/Satisfiability/Quantification/plans/general.hpp
C++ Header | 97 lines | 7 code | 4 blank | 86 comment | 0 complexity | 88373dd68e212ce14ae136110436f70c MD5 | raw file
- // Oliver Kullmann, 9.6.2007 (Swansea)
- /* Copyright 2007, 2008 Oliver Kullmann
- This file is part of the OKlibrary. OKlibrary is free software; you can redistribute
- it and/or modify it under the terms of the GNU General Public License as published by
- the Free Software Foundation and included in this library; either version 3 of the
- License, or any later version. */
- /*!
- \file Satisfiability/Quantification/plans/general.hpp
- \brief Module for quantified boolean formulas and generalisations
- \todo Create milestones.
- \todo Main challenge are the concepts.
- <ul>
- <li> Arbitrary "constraint-problems" can be quantified. </li>
- <li> "Quantification" is a structuring-process on the variables. </li>
- <li> "Models" for a true formula are now maps which realise the existential
- variables, while "counter-examples" for a false formula realise the universal
- variables. </li>
- <li> For such realisations different specifications can be used to yield a
- compression. </li>
- <li> The validation of "models" and "counter-examples" becomes more important
- (and complex) --- the field includes for example the proof systems of
- propositional logic (only universal variables, and validity is to be shown,
- or only existential variables, and falsity is to be shown)! </li>
- <li> A question is, whether also other quantifier (besides "for all" and
- "exists") should be considered here, or whether they %mean really a different
- thing (to be considered in another module)? </li>
- <li> Another link is to first-order logic (with equality), considering a
- fixed structure {0,1} with the operations "and, or, not" --- this is a
- special case of checking whether for a given structure a first-order formula
- holds ("expression complexity"). One could consider the whole problem of
- "quantified generalised constraint-problems" as the problem of deciding
- whether in some fixed structure (with equality, functions and relations)

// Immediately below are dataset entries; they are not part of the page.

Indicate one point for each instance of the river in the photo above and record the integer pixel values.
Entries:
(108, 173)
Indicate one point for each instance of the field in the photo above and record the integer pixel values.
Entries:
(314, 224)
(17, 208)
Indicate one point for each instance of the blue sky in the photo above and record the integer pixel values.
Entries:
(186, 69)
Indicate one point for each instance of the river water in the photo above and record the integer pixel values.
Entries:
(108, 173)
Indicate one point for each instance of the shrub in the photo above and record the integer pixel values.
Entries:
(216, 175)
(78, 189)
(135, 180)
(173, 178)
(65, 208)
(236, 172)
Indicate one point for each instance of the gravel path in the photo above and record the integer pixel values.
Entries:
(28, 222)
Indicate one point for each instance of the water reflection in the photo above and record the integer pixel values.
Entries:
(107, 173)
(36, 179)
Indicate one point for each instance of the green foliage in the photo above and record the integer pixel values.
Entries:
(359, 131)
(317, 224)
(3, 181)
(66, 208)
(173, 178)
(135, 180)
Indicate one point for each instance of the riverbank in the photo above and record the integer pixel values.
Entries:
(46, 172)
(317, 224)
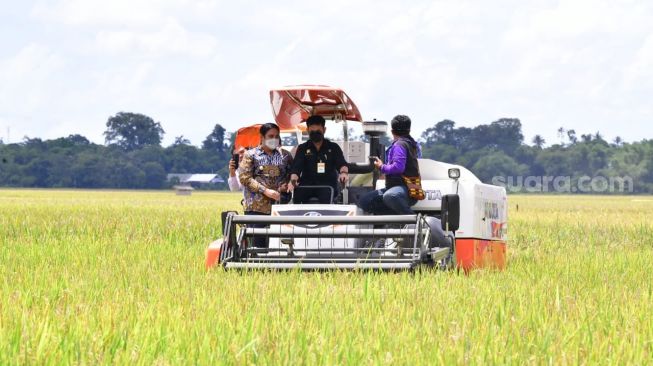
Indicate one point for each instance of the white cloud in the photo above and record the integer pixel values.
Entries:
(189, 64)
(170, 38)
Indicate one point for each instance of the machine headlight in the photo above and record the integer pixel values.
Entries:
(454, 173)
(375, 127)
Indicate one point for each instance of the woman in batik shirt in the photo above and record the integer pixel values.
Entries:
(264, 173)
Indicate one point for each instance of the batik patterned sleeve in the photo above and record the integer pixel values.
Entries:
(246, 174)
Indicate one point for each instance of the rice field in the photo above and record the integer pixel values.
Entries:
(117, 277)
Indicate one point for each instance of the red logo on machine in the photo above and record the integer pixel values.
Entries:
(498, 229)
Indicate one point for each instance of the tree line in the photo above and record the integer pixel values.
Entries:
(132, 156)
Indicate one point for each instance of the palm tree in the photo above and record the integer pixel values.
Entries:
(571, 135)
(561, 135)
(539, 141)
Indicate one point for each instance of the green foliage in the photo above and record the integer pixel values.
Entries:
(497, 149)
(133, 131)
(134, 157)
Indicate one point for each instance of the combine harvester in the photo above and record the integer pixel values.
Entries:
(461, 224)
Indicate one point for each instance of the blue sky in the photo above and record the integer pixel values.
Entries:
(67, 65)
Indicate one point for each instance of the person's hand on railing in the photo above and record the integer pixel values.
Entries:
(232, 168)
(293, 182)
(272, 194)
(377, 162)
(343, 178)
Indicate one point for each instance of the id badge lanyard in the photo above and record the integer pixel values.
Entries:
(321, 166)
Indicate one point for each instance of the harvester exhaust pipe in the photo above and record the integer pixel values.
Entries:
(373, 130)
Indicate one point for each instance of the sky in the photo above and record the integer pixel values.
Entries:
(66, 66)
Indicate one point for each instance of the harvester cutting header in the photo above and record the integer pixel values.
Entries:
(452, 219)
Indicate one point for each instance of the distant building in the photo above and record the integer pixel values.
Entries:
(194, 178)
(183, 182)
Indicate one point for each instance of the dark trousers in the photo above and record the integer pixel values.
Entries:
(390, 201)
(303, 195)
(260, 241)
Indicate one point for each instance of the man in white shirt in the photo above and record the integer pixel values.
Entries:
(233, 181)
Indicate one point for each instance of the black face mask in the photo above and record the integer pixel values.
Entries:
(316, 136)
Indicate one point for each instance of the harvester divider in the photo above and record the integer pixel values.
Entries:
(330, 220)
(328, 232)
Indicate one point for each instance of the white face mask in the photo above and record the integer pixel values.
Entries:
(272, 143)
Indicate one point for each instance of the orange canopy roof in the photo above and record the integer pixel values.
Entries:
(249, 137)
(292, 105)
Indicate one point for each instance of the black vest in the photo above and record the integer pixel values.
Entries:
(412, 167)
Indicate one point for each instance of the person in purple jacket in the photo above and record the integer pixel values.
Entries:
(401, 160)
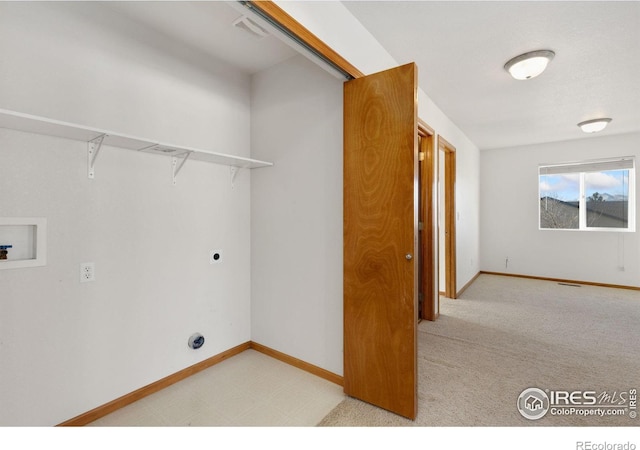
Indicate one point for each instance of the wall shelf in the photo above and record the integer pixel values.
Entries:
(95, 138)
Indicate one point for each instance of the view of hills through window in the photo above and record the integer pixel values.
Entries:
(603, 194)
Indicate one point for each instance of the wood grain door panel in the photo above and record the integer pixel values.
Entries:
(380, 239)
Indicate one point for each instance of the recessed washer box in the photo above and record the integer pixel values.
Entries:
(25, 240)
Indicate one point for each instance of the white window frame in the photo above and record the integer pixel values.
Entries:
(584, 167)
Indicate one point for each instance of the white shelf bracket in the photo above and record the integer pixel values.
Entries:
(233, 171)
(93, 148)
(177, 166)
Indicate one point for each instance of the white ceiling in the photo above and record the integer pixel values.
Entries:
(460, 48)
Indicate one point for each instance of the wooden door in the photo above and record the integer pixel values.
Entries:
(381, 239)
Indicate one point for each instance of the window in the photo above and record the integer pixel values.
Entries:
(591, 195)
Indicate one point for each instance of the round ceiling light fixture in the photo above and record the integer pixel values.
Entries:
(594, 125)
(529, 65)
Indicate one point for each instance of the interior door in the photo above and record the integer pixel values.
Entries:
(381, 239)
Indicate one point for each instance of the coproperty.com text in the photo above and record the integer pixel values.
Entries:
(588, 445)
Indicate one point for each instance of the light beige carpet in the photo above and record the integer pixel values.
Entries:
(507, 334)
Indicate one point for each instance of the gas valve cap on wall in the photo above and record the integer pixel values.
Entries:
(196, 341)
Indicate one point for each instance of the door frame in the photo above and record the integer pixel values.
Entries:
(429, 223)
(448, 151)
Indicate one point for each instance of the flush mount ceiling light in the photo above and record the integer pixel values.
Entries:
(594, 125)
(529, 65)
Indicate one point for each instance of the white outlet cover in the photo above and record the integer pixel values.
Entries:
(87, 272)
(215, 256)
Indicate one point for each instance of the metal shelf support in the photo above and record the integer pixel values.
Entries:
(93, 149)
(177, 166)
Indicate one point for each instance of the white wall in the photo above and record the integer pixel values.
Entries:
(509, 217)
(296, 213)
(336, 26)
(67, 347)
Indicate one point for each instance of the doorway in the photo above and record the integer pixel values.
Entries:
(427, 225)
(447, 217)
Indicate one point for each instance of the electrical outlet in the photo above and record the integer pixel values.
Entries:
(215, 256)
(87, 272)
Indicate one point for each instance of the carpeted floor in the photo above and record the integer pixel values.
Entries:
(507, 334)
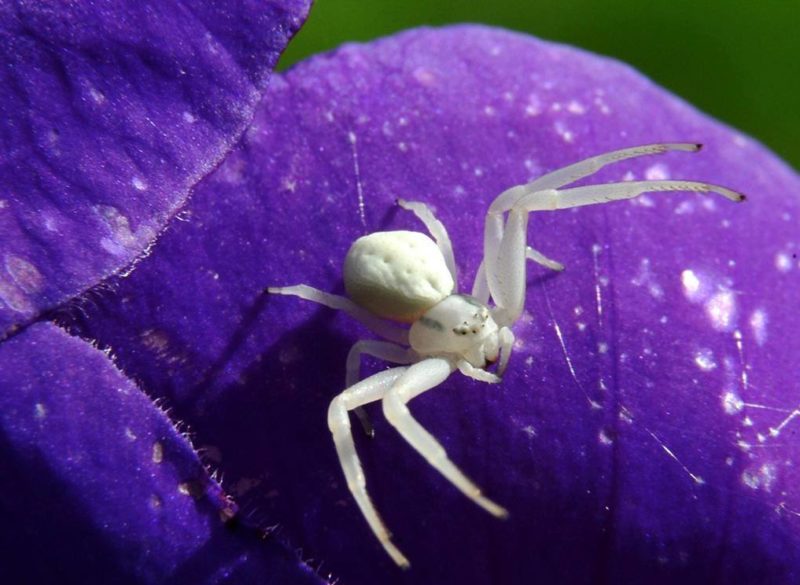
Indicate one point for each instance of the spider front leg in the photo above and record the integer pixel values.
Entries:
(417, 379)
(369, 390)
(506, 271)
(383, 350)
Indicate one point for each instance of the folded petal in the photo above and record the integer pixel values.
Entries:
(98, 485)
(110, 111)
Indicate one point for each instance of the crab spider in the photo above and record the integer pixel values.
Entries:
(406, 277)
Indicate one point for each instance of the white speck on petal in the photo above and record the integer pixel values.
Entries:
(534, 106)
(561, 130)
(731, 403)
(158, 452)
(97, 96)
(721, 310)
(575, 107)
(704, 358)
(783, 262)
(657, 172)
(691, 284)
(605, 438)
(758, 323)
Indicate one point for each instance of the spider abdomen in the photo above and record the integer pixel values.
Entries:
(396, 275)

- a first-order sentence holds (however this view is too much fixed on
- a specific representation of a problem!). </li>
- <li> First explorations in the ComputerAlgebra-part; see
- ComputerAlgebra/Satisfiability/Lisp/Quantification/plans/general.hpp. </li>
- </ul>
- \todo What are the input formats?
- <ul>
- <li> http://www.qbflib.org/qdimacs.html </li>
- <li> See SAT evaluation. </li>
- <li> This should become a part of Satisfiability/Interfaces. </li>
- </ul>
- \todo Applications
- <ul>
- <li> See sub-module Games/plans/Chess.hpp. </li>
- <li> See "Positional games" in
- ComputerAlgebra/Hypergraphs/Lisp/plans/Colouring.hpp. </li>
- </ul>
- \todo Basic autarkies
- <ul>
- <li> Since QBF is a harder problem than SAT, here it might be worth to
- eliminate all basic autarkies (i.e., just crossing out all universal
- variables), i.e., to compute the lean kernel of the matrix (ignoring all
- universal variables). </li>
- <li> Of course, more heuristical schemes or polynomial-time algorithms for
- autarky search can also be used. </li>
- <li> See Autarkies/Search/plans/general.hpp. </li>
- </ul>
- \todo Bounded maximal deficiency
- <ul>
- <li> Implement the algorithm for QCNF with deficiency at most one
- (after reduction to the lean kernel) as developed by Kleine Buening
- and Zhao. </li>
- <li> Perhaps a submodule is appropriate. </li>
- </ul>
- */
- /*!
- \namespace OKlib::Satisfiability::Quantification
- \brief Components for quantified generalised SAT problems
- Alias "Qua".
- */
- namespace OKlib {
- namespace Satisfiability {
- namespace Quantification {
- }
- namespace Qua = Quantification;
- }
- }